"Tá morto".
Aquilo que queria que fosse o seu epitáfio.
Um escritor provocador que nos deixa aos 82 dois anos.
Fica a obra.
A destacar "A Comunidade".
Leiam, que só depois da morte se reconhece a vida.
” Quando a dor no peito me oprime, corre o ombro, o braço esquerdo, surge nas costas, tumifica a carótida e dá-lhe um calor que não gosto; quando a respiração se acelera em busca duma lufada que a renasça, o medo da morte afinal se escancara (medo-mor, tamanha injustiça, torpeza infinita), aperto a mão da Irene, a sua mão débil e branca.
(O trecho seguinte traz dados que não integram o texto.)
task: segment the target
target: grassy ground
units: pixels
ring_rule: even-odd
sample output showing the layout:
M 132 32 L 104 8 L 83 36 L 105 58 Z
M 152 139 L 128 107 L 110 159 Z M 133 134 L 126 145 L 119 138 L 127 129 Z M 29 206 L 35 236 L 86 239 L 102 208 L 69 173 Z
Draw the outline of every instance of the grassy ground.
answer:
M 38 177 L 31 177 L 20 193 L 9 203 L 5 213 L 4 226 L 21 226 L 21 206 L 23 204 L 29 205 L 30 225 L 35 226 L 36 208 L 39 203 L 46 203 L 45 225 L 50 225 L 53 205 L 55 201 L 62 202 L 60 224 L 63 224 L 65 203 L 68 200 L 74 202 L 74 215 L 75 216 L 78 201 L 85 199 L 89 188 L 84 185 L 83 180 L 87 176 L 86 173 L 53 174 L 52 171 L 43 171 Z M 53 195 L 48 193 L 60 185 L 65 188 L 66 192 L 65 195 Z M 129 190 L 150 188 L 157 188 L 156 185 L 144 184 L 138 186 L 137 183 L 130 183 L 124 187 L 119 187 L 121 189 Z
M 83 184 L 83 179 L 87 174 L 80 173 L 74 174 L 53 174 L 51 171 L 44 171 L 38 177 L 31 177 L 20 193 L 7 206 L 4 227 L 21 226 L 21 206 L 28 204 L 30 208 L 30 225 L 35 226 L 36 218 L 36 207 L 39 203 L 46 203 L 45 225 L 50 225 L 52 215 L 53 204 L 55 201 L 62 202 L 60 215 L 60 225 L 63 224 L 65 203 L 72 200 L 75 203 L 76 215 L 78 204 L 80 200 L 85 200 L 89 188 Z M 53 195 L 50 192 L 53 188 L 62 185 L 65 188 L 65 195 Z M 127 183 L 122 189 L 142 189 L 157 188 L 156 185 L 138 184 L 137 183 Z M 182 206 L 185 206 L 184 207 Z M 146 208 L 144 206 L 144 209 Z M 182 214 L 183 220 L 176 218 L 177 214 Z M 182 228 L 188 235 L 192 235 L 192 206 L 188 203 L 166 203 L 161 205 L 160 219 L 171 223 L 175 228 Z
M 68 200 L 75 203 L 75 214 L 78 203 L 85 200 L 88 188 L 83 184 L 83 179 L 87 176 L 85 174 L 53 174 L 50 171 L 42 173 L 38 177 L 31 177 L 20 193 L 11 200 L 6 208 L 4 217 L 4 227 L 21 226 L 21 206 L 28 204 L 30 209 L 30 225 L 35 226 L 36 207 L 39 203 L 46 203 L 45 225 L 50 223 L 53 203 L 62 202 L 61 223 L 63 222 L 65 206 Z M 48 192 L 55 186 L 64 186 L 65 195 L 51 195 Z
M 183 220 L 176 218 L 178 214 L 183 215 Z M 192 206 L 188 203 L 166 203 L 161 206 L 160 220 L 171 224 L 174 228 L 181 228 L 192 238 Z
Quero acordá-la. E digo : «não me deixes morrer, não deixes…» Penso para comigo, repito para me convencer: «esta pequena mão, âncora de carne em vida, estas amarras suas veias artérias palpitantes, este peso dum corpo e este calor, não me deixarão partir ainda…» E aperto-lhe a mão com força, e acabo às vezes por adormecer assim, quase confiante, agarrado à sua vida. Ah, são as mulheres que nos prendem à terra, a velha terra-mãe, eu sei, eu sei ! São elas que nos salvam do silêncio implacável, do esquecimento definitivo, elas que nos transportam ao futuro, à imortalidade na espécie (nem teremos outra) pelo fruto bendito do seu ventre (eu sei, eu sei…) ”
Excerto de ” Comunidade “, de Luiz Pacheco.